What you need to know:
- He placed tough conditions on Kenyan tea and used his influence as a key ally in negotiations for South Sudan peace to avoid arrest.
- Al-Bashir was slapped with the first arrest warrant on five counts of crimes against humanity in Darfur, where his troops quelled a rebellion in 2013.
Ousted Sudanese President Omar al-Bashir spent a decade flexing trade muscles with countries like Kenya to avoid International Criminal Court (ICC) arrest warrants.
However, his toppling on Thursday could expose him.
As he left the office that protected him from arrests in Kenya, Malawi, Nigeria and South Africa, Al-Bashir, the first sitting President to be indicted by the International Criminal Court, will now have no immunity.
Perhaps he could look back at how he cited sovereignty, threatened flight bans on Kenya, placed tough conditions on Kenyan tea and used his influence as a key ally in negotiations for South Sudan peace to fight off arrest.
“Al-Bashir utilised the position he occupied to immunise himself. He never defended himself. Now that he is out of power, it is fertile ground to have him brought before the court,” Mr Samwel Mohochi, the executive director of the International Commission of Jurists-Kenya, told the Nation on Thursday.
The ICJ-Kenya had once obtained a local warrant for arrest against Bashir, but which was later set aside by the Court of Appeal.
“We have never heard his side of the story. Many people have come before the ICC, some acquitted, others convicted. His guilt or innocence will be determined by the court.”
Some international observers argue Al-Bashir’s fate rests with the incoming government.
“It depends on who is coming in as the next government. If it is the military, they are his people. They have been with him all through,” said Macharia Munene, professor of history and international relations and lecturer at USIU-Africa.
“If they do a ‘Mugabe’, that is a sanitised coup by the military; he could be safe. It’s going to depend on arrangements he has with them, and there is a big unlikelihood of him being taken to the ICC,” he added, referring to the ousting of former Zimbabwean leader Robert Mugabe by his own army in 2017 but replaced by a regime friendly to him.

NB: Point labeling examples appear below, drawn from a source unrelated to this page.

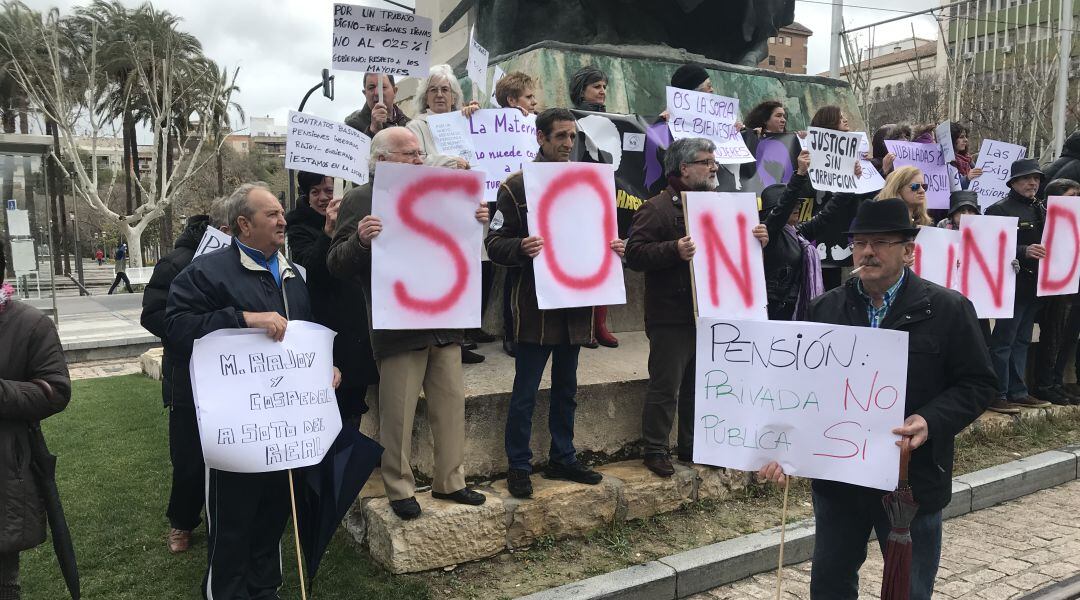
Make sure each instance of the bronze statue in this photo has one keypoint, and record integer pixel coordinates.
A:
(730, 30)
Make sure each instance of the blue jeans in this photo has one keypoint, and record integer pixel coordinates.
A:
(1009, 343)
(530, 360)
(842, 529)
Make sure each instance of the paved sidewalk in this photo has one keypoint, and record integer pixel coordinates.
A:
(998, 553)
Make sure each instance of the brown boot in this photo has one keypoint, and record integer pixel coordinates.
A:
(179, 541)
(603, 336)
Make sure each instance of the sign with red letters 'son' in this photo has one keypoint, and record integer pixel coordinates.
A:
(1060, 272)
(572, 207)
(987, 248)
(728, 268)
(426, 262)
(937, 256)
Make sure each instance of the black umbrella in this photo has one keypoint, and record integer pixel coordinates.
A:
(44, 469)
(328, 489)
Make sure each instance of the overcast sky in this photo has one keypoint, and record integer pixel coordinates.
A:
(281, 45)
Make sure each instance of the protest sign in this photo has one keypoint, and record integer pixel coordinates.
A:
(211, 241)
(477, 62)
(944, 136)
(728, 269)
(500, 140)
(380, 41)
(326, 147)
(1061, 235)
(820, 399)
(928, 159)
(936, 255)
(426, 261)
(995, 158)
(871, 180)
(571, 207)
(499, 73)
(264, 405)
(709, 116)
(833, 158)
(987, 247)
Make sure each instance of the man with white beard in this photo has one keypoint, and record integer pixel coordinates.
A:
(660, 247)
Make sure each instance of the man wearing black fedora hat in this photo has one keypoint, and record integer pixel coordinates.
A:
(949, 383)
(1011, 337)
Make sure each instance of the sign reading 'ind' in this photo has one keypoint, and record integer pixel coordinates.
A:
(820, 399)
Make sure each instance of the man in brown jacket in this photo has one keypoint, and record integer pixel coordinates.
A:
(34, 384)
(660, 247)
(557, 333)
(407, 359)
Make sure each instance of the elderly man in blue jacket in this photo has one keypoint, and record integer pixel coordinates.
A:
(248, 284)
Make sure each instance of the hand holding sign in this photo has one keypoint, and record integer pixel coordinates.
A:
(1061, 244)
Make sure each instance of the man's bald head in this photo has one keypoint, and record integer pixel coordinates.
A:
(396, 145)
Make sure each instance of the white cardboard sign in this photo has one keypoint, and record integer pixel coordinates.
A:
(326, 147)
(833, 158)
(572, 207)
(426, 263)
(728, 268)
(477, 62)
(995, 158)
(937, 256)
(944, 136)
(380, 41)
(711, 117)
(497, 141)
(928, 159)
(820, 399)
(264, 405)
(1061, 235)
(987, 248)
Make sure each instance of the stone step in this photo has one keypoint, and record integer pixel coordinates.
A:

In March 2009, Al-Bashir was slapped with the first arrest warrant on five counts of crimes against humanity in Darfur, where his troops quelled a rebellion in 2013.
In July 2010, the ICC issued a second arrest warrant on three counts of genocide. But there was a problem: Sudan wasn’t a member of the ICC, the case was only referred to the court via the UN Security Council, and it required cooperation of member states to nail him.
For Kenya, national interests mattered more. In August 2010, Al-Bashir arrived in Nairobi to attend the promulgation of the Constitution. Activists protested and the ICJ-Kenya went to court.
But in between the lines, he was pulling the levers. First, he summoned his ambassador to Kenya Beder el Din Abdalla back to Khartoum ‘for consultations’ and ordered Kenya’s envoy back within 24 hours.
He would later ‘delay’ expulsion of the Kenyan envoy, but threatened to ban all flights to and from Nairobi, which was an indirect threat on flower exports.